Ilmu-ilmu para ilmuwan Muslim itu dapat diikat dengan tulisan. Sayyidina Ali bin Abi Thalib mengatakan Ikatlah ilmu dengan menulis. Mahasiswa sarjana satu tingkat akhir harus membuat penelitian lalu menuangkan hasil penelitiannya dalam sebuah karya ilmiah yang disebut dengan skripsi. Tidak hanya di tingkat akhir, selama perkuliahan mahasiswa harus menulis makalah atas suatu permasalahan tertentu yang sudah dibedah. Ya, hasil-hasil penelitian tersebut akan abadi jika dituangkan ke dalam tulisan berupa karya tulis. Hasil penelitian tersebut akan berguna dan dapat dibaca banyak orang serta dapat menjadi sumber rujukan. Selain mengikat ilmu, lagi-lagi dengan menulis kita dapat membagi ilmu dan pengalaman yang kita miliki kepada orang lain. Dengan begitu, ilmu akan semakin berkembang dan bermanfaat jika dapat diaplikasikan dengan benar di masyarakat. Di samping itu, manusia adalah makhluk pelupa. Dengan menulis, ilmu yang diperoleh dan miliki terpelihara. Ketika lupa, kita dapat melihat tulisan kita kembali untuk mengingatnya.

Di bagian awal tulisan ini, sudah disampaikan bahwa menulis adalah salah satu sarana untuk menyatakan ide, gagasan, pemikiran kita terhadap berbagai hal, pemikiran kita terhadap nilai-nilai yang kita anut sebagai pegangan dan pedoman hidup. Kita dapat mentransfer nilai-nilai kehidupan itu kepada orang lain salah satunya dengan menulis. Orang tua dapat mengajarkan nilai-nilai agama dan norma kepada anaknya melalui bercerita dengan mengajak anaknya membaca buku.

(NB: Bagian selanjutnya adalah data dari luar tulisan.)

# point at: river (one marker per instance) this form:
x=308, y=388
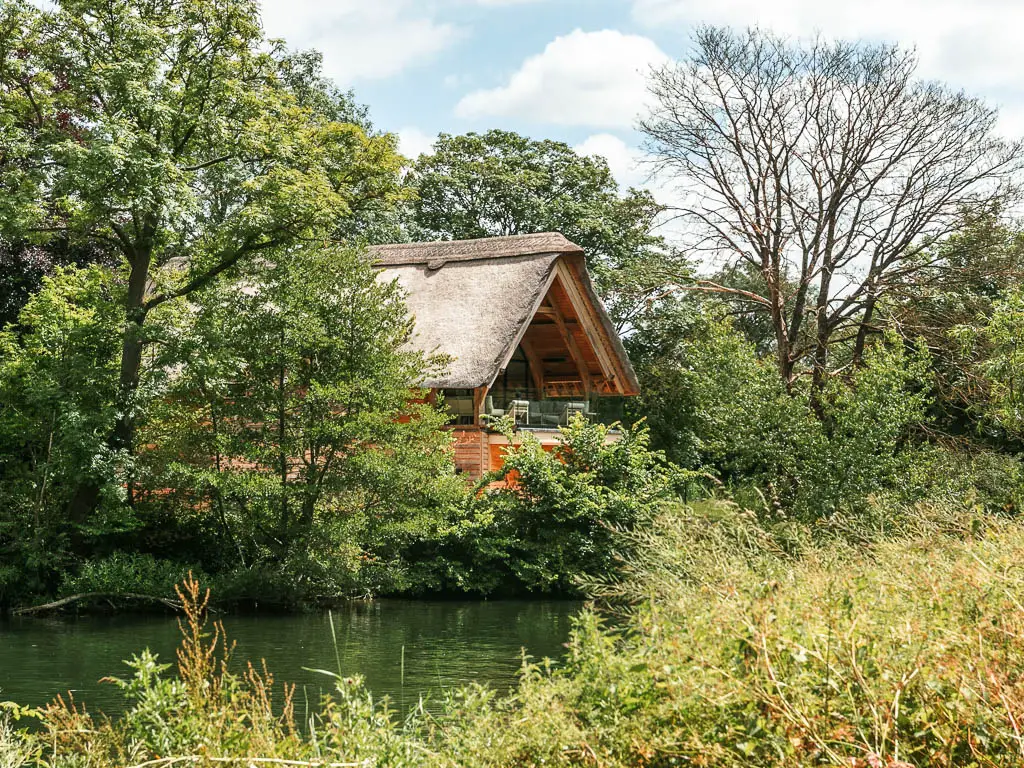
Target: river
x=403, y=649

Beberapa waktu lalu, ada kejadian heboh, penembakan di kantor majalah Charlie Hebro. Ada pihak-pihak yang menjadikan hal tersebut menjadi  sebuah pembenaran bahwa Islam adalah teroris. Padahal Islam adalah rahmatan lil alamiin, rahmat bagi seluruh alam, tidak hanya bagi Muslim. Padahal Muhammad Rasulullah tidak pernah mengajarkan kekerasan pada umatnya. Rasulullah dihadirkan ke dunia untuk menyempurnakan akhlak dan akhlak beliau adalah Al-Qur’an.

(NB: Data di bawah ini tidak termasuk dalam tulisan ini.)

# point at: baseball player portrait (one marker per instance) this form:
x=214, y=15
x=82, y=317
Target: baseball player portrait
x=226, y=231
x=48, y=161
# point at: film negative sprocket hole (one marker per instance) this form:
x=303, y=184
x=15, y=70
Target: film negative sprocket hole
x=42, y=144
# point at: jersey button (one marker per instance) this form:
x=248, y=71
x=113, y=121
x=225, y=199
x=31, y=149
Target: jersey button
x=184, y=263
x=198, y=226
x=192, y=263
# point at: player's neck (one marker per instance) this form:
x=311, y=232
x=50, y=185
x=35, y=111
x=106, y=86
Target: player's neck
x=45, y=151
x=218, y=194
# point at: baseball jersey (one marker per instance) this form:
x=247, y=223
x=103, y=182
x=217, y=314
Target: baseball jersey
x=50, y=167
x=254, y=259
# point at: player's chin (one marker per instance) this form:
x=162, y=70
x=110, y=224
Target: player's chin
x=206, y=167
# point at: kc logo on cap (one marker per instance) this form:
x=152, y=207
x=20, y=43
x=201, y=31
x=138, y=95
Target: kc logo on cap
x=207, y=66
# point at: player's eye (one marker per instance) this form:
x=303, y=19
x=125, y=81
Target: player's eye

Jalan yang dapat ditempuh untuk meluruskan pandangan bahwa Islam sama dengan teroris, selain dengan akhlak yang baik, adalah dengan menyampaikan nilai-nilai Islam dan segala hal yang Rasulullah sampaikan melalui tulisan. Kita dapat bercerita tentang indahnya akhlak Rasulullah ketika menghadapi seorang Yahudi yang setiap pagi selalu meludahinya dan justru menengok ketika dia sakit. Kisah tentang pilihan seorang Muhammad ketika diberi tawaran sangat menggiurkan oleh Malaikat yang bersedia menumpahkan gunung kepada penduduk Thaif yang sudah melukainya hingga berdarah, namun Muhammad memilih untuk tidak mengambil tawaran tersebut. Ia memilih untuk mengatakan “Tidak. Semoga dari tulang sulbi mereka, lahir orang-orang yang menyembah Allah semata dan tidak berbuat syirik.” Juga pada saat Fathul Mekah, saat ketika Rasulullah mempunyai kekuasaan dan kesempatan besar untuk membalas dendam kepada orang-orang kafir Quraisy yang telah memeranginya selama 13 tahun di Mekah. Akan tetapi, Rasulullah mengatakan, “Pergilah kalian. Kalian aku bebaskan.” Ya akhlak Rasulullah begitu indah. Keindahan tersebut dapatlah kita sampaikan melalui tulisan-tulisan goresan tinta.